Shopify, which powers around 25% of online commerce in Australia with customers including JB Hi-Fi, LSKD, and July, and was also recently working with The Good Guys in the rebuilding of their website, will now take an AI-first approach when it comes to hiring.

It will therefore assess whether a potential job can be undertaken by AI agents, and then hire a person only if AI automations cannot fulfil that role.

Shopify CEO Tobi Lütke has reportedly sent a memo last month to employees saying that before they ask for more headcount or resources, teams must show why they “cannot get what they want done using AI,” reported CNBC.

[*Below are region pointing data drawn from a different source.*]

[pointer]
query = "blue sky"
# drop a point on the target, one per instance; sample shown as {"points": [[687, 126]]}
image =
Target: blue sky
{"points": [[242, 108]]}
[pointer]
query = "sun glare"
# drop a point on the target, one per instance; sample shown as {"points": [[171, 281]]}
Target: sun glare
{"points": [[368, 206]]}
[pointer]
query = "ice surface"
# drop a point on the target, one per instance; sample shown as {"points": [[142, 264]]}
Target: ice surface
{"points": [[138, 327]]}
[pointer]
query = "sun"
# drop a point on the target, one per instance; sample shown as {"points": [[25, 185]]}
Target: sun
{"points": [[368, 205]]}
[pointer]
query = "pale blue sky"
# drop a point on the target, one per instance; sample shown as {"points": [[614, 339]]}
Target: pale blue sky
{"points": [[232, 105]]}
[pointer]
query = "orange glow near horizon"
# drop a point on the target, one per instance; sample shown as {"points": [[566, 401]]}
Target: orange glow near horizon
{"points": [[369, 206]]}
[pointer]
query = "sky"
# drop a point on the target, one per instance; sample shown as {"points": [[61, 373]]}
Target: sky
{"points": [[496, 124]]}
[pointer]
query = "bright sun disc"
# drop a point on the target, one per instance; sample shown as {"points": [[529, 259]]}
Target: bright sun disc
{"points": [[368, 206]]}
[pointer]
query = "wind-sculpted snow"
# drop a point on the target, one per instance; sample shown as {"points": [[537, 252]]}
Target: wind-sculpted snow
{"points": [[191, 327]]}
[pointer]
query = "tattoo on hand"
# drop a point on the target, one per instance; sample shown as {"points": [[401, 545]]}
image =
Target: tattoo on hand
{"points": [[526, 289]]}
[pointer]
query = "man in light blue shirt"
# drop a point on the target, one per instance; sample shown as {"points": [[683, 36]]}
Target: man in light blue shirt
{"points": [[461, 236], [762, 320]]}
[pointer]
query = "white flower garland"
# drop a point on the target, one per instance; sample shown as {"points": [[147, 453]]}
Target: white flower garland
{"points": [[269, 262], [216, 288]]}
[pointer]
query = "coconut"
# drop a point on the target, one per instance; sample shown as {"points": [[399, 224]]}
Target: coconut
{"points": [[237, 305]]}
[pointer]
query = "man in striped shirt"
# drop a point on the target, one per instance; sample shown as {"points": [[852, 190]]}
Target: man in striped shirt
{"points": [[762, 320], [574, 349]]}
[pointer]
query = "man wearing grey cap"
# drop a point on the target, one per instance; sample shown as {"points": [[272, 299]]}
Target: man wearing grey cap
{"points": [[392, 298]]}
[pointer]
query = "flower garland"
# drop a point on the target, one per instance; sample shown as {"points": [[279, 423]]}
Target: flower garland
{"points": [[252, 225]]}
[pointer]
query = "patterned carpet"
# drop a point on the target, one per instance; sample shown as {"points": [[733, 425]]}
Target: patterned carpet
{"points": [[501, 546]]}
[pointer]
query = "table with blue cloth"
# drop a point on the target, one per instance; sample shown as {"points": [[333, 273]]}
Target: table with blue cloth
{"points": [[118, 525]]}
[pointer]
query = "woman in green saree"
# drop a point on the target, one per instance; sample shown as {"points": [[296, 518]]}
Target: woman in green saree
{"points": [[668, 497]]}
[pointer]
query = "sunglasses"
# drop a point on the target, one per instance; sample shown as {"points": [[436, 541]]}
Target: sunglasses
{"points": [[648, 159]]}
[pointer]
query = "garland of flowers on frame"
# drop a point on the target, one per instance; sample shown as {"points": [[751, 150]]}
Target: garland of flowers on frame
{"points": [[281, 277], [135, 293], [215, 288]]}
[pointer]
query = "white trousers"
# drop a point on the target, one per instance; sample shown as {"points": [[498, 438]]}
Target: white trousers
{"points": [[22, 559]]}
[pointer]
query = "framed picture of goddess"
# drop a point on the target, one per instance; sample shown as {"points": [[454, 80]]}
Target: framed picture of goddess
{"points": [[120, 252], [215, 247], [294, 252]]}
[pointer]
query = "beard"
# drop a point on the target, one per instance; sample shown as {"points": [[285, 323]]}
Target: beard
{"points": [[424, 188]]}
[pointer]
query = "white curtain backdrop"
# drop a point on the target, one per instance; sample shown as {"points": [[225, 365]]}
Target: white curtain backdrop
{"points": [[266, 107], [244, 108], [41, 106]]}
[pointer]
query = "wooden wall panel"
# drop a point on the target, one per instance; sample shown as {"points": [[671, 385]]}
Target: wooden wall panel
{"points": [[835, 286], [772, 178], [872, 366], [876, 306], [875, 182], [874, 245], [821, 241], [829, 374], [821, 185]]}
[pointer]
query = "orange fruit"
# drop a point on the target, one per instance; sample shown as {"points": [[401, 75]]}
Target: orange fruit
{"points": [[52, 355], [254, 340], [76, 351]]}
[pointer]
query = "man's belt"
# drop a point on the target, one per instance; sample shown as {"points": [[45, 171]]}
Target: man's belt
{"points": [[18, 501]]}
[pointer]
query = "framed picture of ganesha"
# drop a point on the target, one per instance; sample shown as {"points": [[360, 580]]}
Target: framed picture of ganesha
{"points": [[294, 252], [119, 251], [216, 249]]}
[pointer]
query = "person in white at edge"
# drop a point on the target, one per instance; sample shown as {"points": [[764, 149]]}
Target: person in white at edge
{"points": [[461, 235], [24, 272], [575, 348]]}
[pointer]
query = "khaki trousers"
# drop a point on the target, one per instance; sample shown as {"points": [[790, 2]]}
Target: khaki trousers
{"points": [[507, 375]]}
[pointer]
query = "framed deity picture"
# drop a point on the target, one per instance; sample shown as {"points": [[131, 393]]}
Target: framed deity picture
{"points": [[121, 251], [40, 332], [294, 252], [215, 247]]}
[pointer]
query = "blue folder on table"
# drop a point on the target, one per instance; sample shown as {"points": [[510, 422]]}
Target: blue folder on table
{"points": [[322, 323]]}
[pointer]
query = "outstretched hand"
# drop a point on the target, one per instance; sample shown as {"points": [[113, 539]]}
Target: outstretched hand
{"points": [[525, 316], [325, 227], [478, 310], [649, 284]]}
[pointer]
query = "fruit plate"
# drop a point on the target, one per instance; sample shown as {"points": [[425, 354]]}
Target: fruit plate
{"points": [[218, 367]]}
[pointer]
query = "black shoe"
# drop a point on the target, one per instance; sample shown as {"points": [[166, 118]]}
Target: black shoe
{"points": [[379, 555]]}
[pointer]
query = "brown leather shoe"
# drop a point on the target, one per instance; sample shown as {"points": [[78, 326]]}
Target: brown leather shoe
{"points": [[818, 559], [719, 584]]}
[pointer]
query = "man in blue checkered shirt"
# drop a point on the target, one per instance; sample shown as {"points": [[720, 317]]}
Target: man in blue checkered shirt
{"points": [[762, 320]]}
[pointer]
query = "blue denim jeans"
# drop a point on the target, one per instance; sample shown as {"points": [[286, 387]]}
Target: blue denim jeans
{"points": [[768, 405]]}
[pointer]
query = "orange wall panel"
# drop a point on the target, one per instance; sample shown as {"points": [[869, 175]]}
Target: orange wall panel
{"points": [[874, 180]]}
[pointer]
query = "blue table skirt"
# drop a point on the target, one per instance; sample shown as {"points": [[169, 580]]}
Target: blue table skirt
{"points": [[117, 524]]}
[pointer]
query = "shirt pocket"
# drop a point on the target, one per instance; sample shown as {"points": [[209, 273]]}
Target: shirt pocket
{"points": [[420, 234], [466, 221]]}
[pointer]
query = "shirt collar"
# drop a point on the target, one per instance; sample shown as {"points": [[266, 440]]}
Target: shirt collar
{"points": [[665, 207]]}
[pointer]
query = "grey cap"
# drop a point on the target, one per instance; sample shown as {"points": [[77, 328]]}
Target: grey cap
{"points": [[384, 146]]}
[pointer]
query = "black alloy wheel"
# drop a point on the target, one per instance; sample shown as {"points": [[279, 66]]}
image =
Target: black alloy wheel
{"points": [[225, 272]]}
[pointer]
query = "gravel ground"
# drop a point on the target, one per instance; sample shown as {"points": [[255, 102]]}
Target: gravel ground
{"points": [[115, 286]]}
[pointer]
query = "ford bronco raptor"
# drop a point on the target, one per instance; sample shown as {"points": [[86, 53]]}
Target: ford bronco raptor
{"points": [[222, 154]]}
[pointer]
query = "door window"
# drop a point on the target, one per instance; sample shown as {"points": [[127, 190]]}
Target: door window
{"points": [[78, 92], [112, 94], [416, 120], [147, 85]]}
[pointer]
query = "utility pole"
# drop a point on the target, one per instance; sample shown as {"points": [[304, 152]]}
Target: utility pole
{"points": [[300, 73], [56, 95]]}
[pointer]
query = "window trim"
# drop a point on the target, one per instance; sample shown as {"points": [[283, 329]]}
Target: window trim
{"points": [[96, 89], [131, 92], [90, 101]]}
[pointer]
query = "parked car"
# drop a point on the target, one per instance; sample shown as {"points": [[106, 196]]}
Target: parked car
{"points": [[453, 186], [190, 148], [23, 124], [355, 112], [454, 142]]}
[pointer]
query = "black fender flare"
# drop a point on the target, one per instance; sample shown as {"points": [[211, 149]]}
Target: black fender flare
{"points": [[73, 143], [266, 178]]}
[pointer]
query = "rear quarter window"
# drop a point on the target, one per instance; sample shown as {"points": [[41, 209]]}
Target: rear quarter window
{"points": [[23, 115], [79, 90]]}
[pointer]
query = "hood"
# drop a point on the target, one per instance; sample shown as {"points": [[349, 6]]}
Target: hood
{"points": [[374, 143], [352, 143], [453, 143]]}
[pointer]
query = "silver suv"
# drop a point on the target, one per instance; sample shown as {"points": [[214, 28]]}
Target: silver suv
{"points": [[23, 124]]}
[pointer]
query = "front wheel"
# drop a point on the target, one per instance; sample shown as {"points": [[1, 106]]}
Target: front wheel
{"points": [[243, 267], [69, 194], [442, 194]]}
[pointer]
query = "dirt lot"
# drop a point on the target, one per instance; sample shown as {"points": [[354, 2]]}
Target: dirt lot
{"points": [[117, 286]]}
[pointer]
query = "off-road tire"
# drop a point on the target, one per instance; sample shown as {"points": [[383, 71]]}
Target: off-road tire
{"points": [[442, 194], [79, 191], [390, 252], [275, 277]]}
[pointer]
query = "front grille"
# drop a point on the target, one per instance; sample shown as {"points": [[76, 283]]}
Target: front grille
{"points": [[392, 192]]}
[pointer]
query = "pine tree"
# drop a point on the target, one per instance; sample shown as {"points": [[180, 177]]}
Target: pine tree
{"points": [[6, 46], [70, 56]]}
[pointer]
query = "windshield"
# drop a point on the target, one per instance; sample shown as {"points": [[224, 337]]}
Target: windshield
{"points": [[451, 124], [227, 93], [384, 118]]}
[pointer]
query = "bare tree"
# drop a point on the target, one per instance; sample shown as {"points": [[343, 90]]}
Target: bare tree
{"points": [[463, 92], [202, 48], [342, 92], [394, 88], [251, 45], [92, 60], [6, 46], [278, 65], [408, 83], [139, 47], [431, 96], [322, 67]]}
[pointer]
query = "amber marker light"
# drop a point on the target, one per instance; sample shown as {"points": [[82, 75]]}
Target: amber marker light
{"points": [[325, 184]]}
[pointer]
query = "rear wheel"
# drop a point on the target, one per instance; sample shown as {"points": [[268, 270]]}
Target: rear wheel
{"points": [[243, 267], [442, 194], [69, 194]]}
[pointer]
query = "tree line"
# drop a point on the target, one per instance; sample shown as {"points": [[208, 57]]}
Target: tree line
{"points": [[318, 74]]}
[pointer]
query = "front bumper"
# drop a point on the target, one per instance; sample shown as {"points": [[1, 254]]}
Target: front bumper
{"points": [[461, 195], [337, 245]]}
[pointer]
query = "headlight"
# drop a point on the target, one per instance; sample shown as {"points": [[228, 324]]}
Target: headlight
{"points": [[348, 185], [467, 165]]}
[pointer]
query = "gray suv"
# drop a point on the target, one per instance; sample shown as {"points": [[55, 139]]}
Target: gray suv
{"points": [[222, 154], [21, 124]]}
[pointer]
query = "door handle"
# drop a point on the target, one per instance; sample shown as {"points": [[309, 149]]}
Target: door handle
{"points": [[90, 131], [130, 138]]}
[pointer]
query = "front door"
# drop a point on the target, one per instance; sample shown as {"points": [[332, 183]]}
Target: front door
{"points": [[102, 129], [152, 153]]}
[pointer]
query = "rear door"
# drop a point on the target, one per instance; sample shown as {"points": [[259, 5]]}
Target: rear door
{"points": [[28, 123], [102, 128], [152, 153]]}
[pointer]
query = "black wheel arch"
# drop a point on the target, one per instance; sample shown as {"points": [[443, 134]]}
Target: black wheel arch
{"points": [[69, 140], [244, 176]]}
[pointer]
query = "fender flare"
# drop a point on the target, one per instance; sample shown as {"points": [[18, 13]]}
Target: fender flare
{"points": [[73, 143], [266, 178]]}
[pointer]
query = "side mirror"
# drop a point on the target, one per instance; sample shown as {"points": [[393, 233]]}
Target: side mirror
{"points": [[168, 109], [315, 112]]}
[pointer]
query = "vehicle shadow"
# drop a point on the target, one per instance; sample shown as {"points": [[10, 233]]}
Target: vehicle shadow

“What would this area look like if autonomous AI agents were already part of the team? This question can lead to really fun discussions and projects,” Lutke said in the memo, which he posted on X.

Shopify (Image: Sourced from Unsplash)

 

The memo was broadly about how “reflexive AI usage” is a “baseline expectation” at the company.

In the X post, Tobi said that the context of him sharing the internal memo publicly was because “it was in the process of being leaked and (presumably) shown in bad faith.”

In the memo, Lütke reiterates about how AI has been “the most rapid shift to how work is done that I’ve seen in my career” and that “using AI well is a skill that needs to be carefully learned by… using it a lot.”

He adds that using AI effectively is “now a fundamental expectation of everyone at Shopify.”

 

AI usage questions will also be added to the company’s “performance and peer review questionnaire.”

“What we need to succeed is our collective sum total skill and ambition at applying our craft, multiplied by AI, for the benefit of our merchants,” said Lütke.

Shopify’s total headcount reportedly fell to 8,100 at the end of December from 8,300 a year earlier, according to its annual filing. The company also eliminated 14% of its workforce in 2022 and 20% in 2023.